Unterschiedliche Aspekte

Der Historiker und Referent für die Politische Bildung bei der Deutschen Gesellschaft e.V. in Berlin, Vincent Regente, präsentiert den zweiten Audiobeitrag, der den Titel „Flucht und Vertreibung in der deutschen, polnischen und tschechischen Erinnerung“ trägt. Regentes Stimme ist gut zu folgen, die Lautstärke schwankt nicht, der Hörer kann alle Silben klar verstehen.

„Fremd in der Heimat – deutsche Bevölkerung im Nachkriegspolen“ lautet der dritte Audiobeitrag. Teresa Willenborg spricht hier über ihr Promotionsthema.

„Die Folgen des Zweiten Weltkrieges waren für Millionen Menschen in Europa verheerend. Auf der Konferenz in Potsdam im August 1945 einigten sich die Alliierten auf die Oder-Neiße-Grenze. Die deutschen Gebiete östlich dieser neuen Grenze wurden unter polnische Verwaltung gestellt. Unmittelbar danach begann der polnische Staat mit der massenhaften Zwangsaussiedlung der deutschen Zivilbevölkerung. Im Jahr 1948 lebten trotzdem noch Hunderttausende Deutsche innerhalb der neuen Grenzen Polens. Viele, die jetzt gar ,freiwillig‘ gegangen wären, wurden von der polnischen Regierung daran gehindert.“ Ihr Beitrag beschäftigt sich mit dem Schicksal der Deutschen in der Republik Polen. 

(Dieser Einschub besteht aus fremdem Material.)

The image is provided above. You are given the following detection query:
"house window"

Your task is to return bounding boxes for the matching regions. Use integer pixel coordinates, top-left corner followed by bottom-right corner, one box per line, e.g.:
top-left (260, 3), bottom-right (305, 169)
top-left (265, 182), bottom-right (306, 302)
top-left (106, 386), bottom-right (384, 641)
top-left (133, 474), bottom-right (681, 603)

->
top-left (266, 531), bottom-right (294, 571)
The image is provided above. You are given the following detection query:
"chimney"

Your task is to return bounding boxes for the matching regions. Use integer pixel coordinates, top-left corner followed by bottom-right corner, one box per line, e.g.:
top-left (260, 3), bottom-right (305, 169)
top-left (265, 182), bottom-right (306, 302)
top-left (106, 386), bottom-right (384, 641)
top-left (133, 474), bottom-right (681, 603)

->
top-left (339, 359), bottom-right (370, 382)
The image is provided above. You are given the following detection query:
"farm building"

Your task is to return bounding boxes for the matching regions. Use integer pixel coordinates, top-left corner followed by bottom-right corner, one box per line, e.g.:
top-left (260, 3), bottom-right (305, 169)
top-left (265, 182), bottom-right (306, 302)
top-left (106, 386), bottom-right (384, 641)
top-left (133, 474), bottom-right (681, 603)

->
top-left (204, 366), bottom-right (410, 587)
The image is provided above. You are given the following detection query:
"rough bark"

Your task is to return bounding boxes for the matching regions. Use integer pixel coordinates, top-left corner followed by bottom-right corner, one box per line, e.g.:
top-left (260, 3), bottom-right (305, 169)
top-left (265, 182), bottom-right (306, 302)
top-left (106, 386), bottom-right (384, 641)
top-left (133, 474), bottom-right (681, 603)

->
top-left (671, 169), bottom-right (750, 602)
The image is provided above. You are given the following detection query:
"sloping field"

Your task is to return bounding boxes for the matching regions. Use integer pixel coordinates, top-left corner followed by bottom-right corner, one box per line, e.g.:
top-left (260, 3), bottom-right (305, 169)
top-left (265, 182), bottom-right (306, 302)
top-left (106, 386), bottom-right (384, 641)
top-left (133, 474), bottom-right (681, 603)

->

Nach dem Bevölkerungsaustausch und der abneigenden Haltung gegen die Deutschen kam noch erschwerend hinzu, dass Anknüpfungspunkte für den Erhalt der deutschen Kultur, wie Straßennamen und Gedenkstätten, umbenannt beziehungsweise abgebaut wurden. Dieser mentale Heimatverlust war ebenso dramatisch wie der reale. Die deutsche Sprache, deutsche Verbände und Zeitungen wurden verboten, und auch die deutsche Gemeinde wurde zerschlagen. Erst nach 1948 besserte sich die Lage der Deutschen in der Republik, um die Fachkräfte zu halten. Ein Jahr später durften deutsche Schulen und andere deutsche Einrichtungen wieder öffnen. Willenborgs Stimme mit ihrer polnischen Färbung ist gut zu folgen. 

Unterschiedliche Methoden

Der vierte Beitrag ist ein Radiomitschnitt aus dem NDR-Archiv zum Thema „Aussiedler in Friedland, Februar 1958“. Beschrieben wird der Beitrag mit folgenden Worten: „Heimat oder Nation? Dieser Frage sahen sich in den Fünfzigerjahren Hunderttausende ausgesetzt, die von den Nachkriegsvertreibungen in den ehemaligen deutschen Ostgebieten nicht erfasst worden waren. Diskriminierungserfahrungen durch polnische Behörden, der Wunsch, als Deutsche wieder unter Deutschen zu leben, sowie die Aussicht auf günstigere wirtschaftliche Verhältnisse und Aufstiegsmöglichkeiten für die Kinder in der Bundesrepublik ließen in vielen Menschen den Ausreisewunsch heranreifen. Im Rahmen der Familienzusammenführung trafen sie ab 1956 im niedersächsischen Grenzdurchgangslager Friedland ein, wo sie registriert und anschließend den Bundesländern zugeteilt wurden.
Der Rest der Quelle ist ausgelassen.